For those of us who celebrate Easter, the entire Lenten season is now boiled down into this Holy Week that began with Palm Sunday and will continue this week until Easter Sunday.
There are many wonderful ways to celebrate Holy Week as a family, in addition to attending your local place of worship. Here are a few of our favorite family traditions:
- Create an Easter Garden with small figurines. Small children usually love this.
- Dye eggs with natural dyes, which is enjoyable for all ages. Eggs were a symbol of creation, spring, and fertility long before Christianity. The Persians exchanged eggs at the new year; the Romans gave red painted eggs as a gift at new year. Christianity adopted eggs as a symbol of the resurrection, and there are many wonderful stories about the resurrection and red eggs. If you know any Orthodox Christians, ask if they have an icon of Mary Magdalene that they would be willing to show you -some icons have her depicted holding a red egg, so you can find out the story behind that!

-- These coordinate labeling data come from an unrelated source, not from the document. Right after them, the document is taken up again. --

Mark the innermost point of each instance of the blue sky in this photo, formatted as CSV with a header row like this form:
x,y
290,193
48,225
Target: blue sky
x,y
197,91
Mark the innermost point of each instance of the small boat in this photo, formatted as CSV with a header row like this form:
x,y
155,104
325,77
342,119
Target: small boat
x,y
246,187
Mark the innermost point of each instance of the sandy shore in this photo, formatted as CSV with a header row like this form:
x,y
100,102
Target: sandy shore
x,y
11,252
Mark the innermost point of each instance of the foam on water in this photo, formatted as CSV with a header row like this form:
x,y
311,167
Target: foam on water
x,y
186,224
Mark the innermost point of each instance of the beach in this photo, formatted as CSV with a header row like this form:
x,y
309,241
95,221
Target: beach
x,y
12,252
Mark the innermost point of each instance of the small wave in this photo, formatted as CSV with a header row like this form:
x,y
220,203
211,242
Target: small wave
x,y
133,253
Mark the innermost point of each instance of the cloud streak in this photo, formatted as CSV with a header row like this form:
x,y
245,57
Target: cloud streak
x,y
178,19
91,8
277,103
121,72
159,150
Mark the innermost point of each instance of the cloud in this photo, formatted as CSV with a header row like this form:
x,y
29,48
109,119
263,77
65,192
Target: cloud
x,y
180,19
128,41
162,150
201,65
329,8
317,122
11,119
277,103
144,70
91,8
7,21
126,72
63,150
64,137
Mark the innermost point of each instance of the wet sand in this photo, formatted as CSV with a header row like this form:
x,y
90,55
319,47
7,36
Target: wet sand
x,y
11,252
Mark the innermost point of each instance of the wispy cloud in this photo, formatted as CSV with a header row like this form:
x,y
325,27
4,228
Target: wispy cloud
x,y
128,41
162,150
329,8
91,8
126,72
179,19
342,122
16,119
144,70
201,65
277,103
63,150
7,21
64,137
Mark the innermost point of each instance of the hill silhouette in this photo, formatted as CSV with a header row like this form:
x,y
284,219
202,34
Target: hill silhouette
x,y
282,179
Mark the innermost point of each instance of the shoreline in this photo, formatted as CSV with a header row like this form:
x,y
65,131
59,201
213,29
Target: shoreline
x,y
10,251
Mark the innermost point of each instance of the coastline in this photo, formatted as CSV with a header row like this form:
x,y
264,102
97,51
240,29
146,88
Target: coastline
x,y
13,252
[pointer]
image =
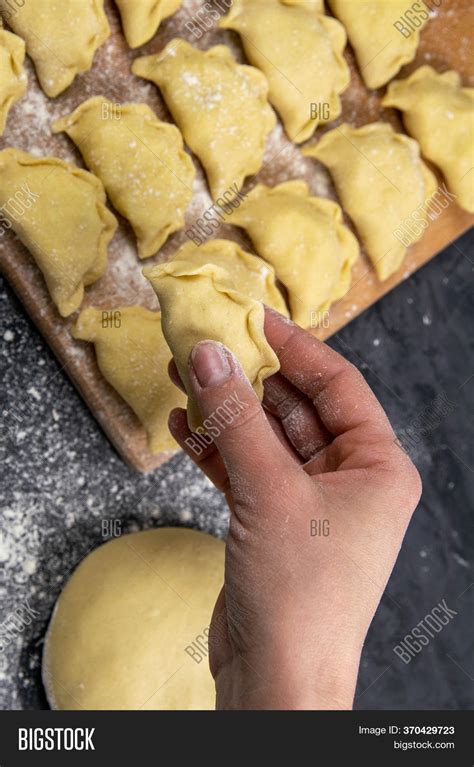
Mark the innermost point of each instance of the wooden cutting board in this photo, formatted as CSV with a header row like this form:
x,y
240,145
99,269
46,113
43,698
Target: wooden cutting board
x,y
445,44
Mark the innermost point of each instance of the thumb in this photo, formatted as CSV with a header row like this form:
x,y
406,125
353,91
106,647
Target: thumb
x,y
233,416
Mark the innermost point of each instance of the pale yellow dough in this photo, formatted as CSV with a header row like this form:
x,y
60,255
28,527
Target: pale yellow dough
x,y
439,113
200,303
61,37
61,217
13,79
141,162
133,357
141,18
250,274
300,52
305,240
380,47
122,631
382,183
220,106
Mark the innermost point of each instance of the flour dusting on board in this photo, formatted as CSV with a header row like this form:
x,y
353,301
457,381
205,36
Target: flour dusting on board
x,y
123,284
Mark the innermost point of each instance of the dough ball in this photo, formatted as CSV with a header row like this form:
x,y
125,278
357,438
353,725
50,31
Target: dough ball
x,y
120,630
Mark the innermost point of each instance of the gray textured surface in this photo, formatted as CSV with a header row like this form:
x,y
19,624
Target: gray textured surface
x,y
61,478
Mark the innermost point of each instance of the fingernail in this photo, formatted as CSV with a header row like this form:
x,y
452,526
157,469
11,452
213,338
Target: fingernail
x,y
210,364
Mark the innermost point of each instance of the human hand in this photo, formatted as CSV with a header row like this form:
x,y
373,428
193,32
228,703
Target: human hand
x,y
320,497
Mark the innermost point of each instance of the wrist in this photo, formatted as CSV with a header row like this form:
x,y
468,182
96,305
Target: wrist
x,y
288,683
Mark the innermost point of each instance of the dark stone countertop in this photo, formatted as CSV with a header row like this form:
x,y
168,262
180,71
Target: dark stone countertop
x,y
61,477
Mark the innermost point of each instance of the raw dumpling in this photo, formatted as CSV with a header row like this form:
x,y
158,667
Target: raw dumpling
x,y
13,80
439,113
61,36
133,357
300,52
58,212
382,183
200,303
377,33
250,275
141,162
141,18
305,240
221,108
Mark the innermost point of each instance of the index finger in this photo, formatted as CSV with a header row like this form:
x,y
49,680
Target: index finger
x,y
339,392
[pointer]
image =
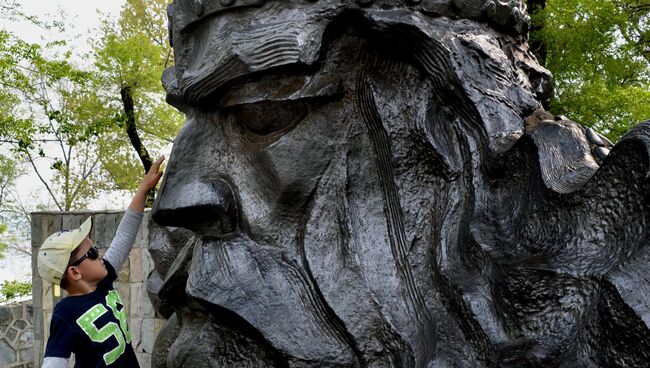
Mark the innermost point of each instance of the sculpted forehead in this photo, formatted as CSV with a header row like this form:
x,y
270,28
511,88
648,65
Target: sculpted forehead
x,y
508,14
217,41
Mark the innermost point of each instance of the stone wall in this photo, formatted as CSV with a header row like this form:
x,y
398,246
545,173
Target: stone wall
x,y
131,282
16,335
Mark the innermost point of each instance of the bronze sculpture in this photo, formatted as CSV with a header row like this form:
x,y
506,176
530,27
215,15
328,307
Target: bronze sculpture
x,y
375,184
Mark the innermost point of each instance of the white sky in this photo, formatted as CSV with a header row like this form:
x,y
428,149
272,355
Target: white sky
x,y
83,16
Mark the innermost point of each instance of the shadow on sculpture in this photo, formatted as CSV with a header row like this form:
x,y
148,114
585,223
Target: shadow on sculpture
x,y
375,184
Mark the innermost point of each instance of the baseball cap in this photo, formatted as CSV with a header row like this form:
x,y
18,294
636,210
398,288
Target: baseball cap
x,y
54,254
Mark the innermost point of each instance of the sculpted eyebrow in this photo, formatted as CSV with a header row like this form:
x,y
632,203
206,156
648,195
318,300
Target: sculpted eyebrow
x,y
283,89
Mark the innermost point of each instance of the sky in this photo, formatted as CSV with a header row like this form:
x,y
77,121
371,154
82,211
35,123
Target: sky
x,y
83,16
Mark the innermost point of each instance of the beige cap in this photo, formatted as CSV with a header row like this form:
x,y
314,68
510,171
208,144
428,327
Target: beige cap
x,y
54,254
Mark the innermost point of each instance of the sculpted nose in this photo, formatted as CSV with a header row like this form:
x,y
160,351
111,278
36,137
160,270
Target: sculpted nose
x,y
206,207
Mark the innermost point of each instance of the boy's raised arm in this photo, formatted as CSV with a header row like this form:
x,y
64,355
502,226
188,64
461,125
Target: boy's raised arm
x,y
121,245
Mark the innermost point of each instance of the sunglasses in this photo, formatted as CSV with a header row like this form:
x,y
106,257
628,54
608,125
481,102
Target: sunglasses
x,y
91,254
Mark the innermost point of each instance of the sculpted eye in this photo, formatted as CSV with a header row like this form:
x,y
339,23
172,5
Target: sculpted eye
x,y
270,117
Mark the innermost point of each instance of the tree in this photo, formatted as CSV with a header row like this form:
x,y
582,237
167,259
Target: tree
x,y
598,52
130,58
40,107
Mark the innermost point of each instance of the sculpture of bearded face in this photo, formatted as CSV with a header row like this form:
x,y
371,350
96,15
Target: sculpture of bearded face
x,y
374,184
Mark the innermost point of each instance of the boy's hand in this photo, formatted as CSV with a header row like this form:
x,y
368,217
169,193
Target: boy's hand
x,y
153,176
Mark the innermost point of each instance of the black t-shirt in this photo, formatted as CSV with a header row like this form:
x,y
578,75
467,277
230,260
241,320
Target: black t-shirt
x,y
93,327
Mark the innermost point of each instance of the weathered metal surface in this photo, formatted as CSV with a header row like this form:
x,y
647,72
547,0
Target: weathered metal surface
x,y
374,184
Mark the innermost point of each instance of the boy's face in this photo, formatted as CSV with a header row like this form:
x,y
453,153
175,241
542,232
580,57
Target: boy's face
x,y
91,270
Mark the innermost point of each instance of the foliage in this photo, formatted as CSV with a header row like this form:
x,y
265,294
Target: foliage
x,y
40,118
13,289
130,58
598,52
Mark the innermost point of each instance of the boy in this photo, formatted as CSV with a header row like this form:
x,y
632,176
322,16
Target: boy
x,y
91,321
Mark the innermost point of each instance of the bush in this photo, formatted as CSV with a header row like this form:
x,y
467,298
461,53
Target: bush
x,y
13,289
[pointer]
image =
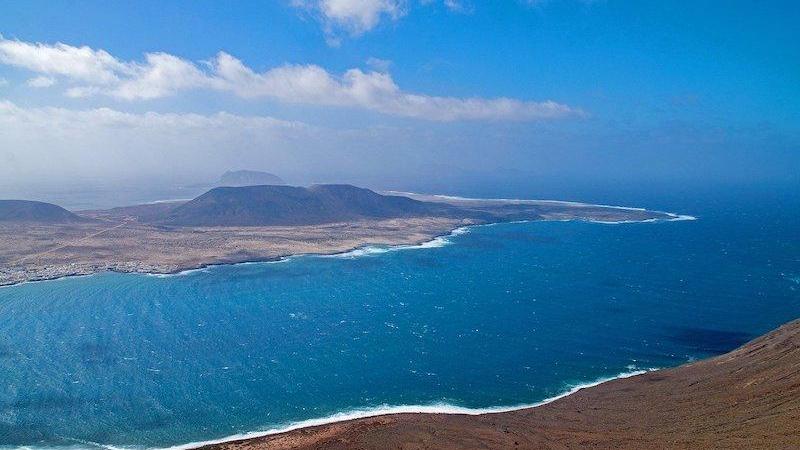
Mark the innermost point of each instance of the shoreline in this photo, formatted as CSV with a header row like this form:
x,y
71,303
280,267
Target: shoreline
x,y
388,410
362,250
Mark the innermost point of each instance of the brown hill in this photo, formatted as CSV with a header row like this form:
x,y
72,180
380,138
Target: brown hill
x,y
28,211
748,398
292,205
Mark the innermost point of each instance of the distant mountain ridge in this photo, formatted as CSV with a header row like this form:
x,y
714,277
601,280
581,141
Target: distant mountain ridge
x,y
29,211
292,205
237,178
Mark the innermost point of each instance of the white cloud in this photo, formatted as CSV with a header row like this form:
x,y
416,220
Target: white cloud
x,y
457,6
41,82
354,17
96,72
104,142
379,65
79,63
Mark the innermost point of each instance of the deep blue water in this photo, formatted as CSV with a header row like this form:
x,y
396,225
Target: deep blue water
x,y
504,315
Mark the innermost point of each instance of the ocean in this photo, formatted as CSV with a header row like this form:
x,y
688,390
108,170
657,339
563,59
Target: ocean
x,y
491,317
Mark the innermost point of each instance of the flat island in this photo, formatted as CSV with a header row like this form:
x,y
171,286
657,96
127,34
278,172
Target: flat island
x,y
39,241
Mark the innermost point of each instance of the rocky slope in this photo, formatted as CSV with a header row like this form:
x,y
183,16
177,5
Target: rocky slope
x,y
748,398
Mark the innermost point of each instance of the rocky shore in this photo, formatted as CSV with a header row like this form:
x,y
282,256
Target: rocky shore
x,y
748,398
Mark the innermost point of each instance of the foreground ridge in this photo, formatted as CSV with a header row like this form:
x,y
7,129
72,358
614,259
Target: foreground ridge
x,y
748,398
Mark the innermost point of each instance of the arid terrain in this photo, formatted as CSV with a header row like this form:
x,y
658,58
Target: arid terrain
x,y
748,399
137,238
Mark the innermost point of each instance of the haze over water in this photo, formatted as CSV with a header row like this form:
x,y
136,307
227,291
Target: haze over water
x,y
502,315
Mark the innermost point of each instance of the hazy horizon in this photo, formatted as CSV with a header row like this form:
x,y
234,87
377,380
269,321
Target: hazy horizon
x,y
455,96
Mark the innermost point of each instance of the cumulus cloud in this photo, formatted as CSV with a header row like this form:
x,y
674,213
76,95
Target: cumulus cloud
x,y
96,72
41,82
354,17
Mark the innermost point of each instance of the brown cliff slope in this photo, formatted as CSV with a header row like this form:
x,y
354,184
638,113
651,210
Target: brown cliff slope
x,y
748,398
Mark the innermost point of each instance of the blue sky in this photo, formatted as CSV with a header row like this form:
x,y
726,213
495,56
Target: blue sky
x,y
393,90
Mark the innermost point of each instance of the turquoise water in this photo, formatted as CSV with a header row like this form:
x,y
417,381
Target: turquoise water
x,y
500,315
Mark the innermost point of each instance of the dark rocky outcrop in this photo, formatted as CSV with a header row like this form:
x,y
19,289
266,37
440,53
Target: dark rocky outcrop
x,y
291,205
28,211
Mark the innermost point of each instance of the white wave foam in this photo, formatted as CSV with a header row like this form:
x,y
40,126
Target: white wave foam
x,y
370,250
436,408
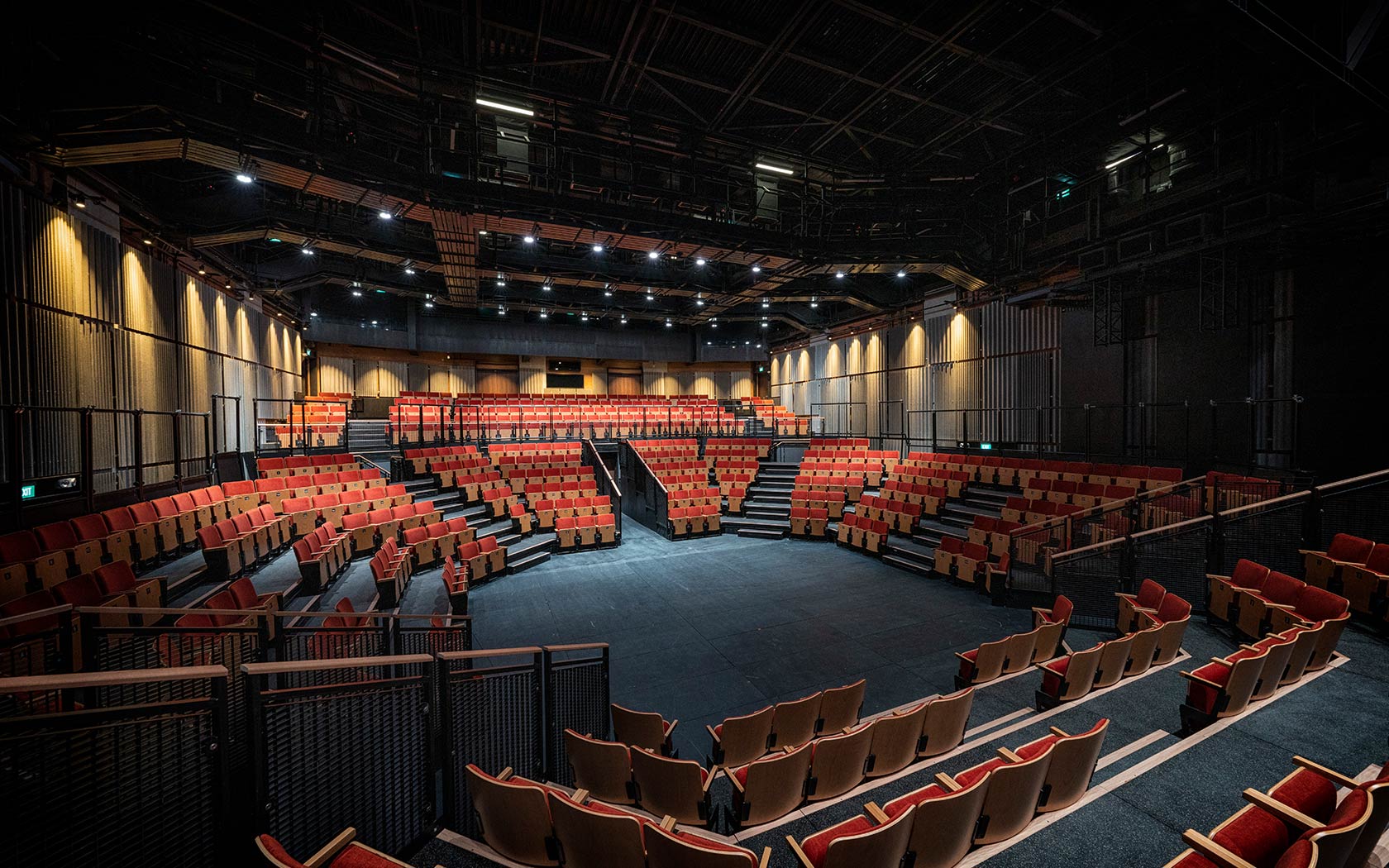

- In the Anglican tradition (of which my family is a part of), we keep vigil and pray during the time from the Last Supper to the time of the Crucifixion on Good Friday. If you can find an Episcopalian parish in your area, prayer vigils are often held all night there after Maundy Thursday Mass and times are rotated amongst members of the parish all night long.
- On Good Friday, you can bury a cross in a white shroud and uncover it on Easter. In our religious tradition, we decorate the cross on Easter with a multitude of beautiful fresh flowers. This flowering cross on Easter Sunday is especially beautiful, and would be doable to do at home as well as in a community of worship.
- Spend time in nature and silence on Holy Saturday, the day before Easter.
- Create an Easter Candle, and bring home fire from the Paschal Candle at church to light your family Easter Candle.
- Bake Easter Bread to be eaten on Easter Sunday.
- You can make hot cross buns in order to break the fast on Good Friday (after sundown). This tradition may have started with a 12th century monk in England who distributed buns to the needy on Good Friday, and it continues to be a tradition to this day.
I would love to hear your Holy Week traditions!